Normale und genetisch veränderte Mäuse wurden in einer sogenannten Skinner Box zunächst zwei Tage lang leichten, unvorhersehbaren Stromstößen ausgesetzt, denen sie nicht entkommen konnten. Am dritten Tag änderte sich die Versuchsanordnung. Jetzt leuchtete wenige Sekunden vor jedem Stromstoß eine rote Lampe auf. Die Tiere hatten dann die Möglichkeit, in einen anderen Teil der Versuchskammer zu laufen und so dem Stromschlag zu entgehen. Im Vergleich zu normalen Mäusen brachten sich die genetisch veränderten Mäuse wesentlich seltener rechtzeitig in Sicherheit. Sie nahmen die Stromstöße oft einfach hin. Offensichtlich hatten die Tiere nach der schlechten Erfahrung der ersten beiden Tage, an denen die Stromstöße unabwendbar waren, resigniert: Sie hatten Hilflosigkeit erlernt. 

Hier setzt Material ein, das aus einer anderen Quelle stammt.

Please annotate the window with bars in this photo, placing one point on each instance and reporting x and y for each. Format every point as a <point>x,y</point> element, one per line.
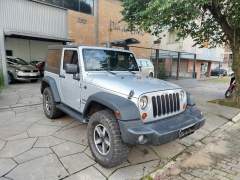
<point>84,6</point>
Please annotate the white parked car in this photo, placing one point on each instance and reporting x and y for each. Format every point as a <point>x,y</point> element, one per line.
<point>146,66</point>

Diese erlernte Hilflosigkeit wurde bereits in früheren Versuchen mit Mäusen gezeigt. Mäuse, die über einen längeren Zeitraum in der oben beschriebenen Versuchsanordnung den Stroßstößen ausgesetzt waren, brauchten sehr lange um den danach angebotenen Ausweg auch zu nutzen. Mäuse, denen man den Ausweg gleich anbot, erlernten diesen Zusammenhang deutlich schneller. 

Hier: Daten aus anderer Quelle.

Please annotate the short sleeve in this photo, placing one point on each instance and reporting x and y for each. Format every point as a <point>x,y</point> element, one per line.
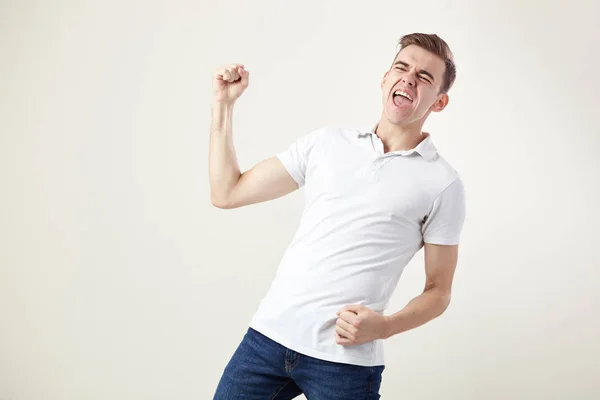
<point>446,218</point>
<point>295,158</point>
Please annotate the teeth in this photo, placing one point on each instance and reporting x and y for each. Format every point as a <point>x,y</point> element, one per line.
<point>401,93</point>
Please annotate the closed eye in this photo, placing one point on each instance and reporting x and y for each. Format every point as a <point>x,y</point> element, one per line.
<point>422,76</point>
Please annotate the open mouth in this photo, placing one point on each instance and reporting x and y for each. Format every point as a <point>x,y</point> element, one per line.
<point>402,98</point>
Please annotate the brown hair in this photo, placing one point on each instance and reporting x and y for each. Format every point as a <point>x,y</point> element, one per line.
<point>436,45</point>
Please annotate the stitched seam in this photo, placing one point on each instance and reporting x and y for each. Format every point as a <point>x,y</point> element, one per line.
<point>280,389</point>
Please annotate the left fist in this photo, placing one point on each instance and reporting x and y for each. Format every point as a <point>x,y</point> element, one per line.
<point>358,324</point>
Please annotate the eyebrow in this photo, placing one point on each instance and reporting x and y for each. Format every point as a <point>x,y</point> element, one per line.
<point>422,71</point>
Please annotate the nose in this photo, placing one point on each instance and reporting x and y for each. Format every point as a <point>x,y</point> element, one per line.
<point>409,79</point>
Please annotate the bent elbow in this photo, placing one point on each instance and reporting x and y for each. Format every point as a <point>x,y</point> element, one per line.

Auch bei Pferden wird das Thema „erlernte Hilflosigkeit“ mittlerweile oft diskutiert. Durch unnatürliche Haltungsbedingungen und Trainingsmethoden (nicht nur Rollkur, auch wenn diese oft in diesem Zusammenhang genannt wird) erlernen viele Pferde, dass Flüchten keine Option ist und resignieren. 

Stressfaktoren

Wie im Artikel der Pferderevue wird Stress bei Pferden oft mit Turnier, Transport und Leistungdruck in Zusammenhang gebracht, allerdings ist Stress oft sehr viel weniger offensichtlich. Viele Pferde werden nach wie vor in Boxen gehalten und können ihr natürliches Verhalten nicht ausleben. Stress in Form von ungeliebten Boxennachbarn, Lärm oder zu langen Futterkarenzen kann nicht abgebaut werden. Kommen Boxenpferde auf die Koppel, müssen sie sich jeden Tag aufs Neue mit den Weidekumpels auseinandersetzen, eine stabile Herdenkonstellation kommt hier nicht zustande. 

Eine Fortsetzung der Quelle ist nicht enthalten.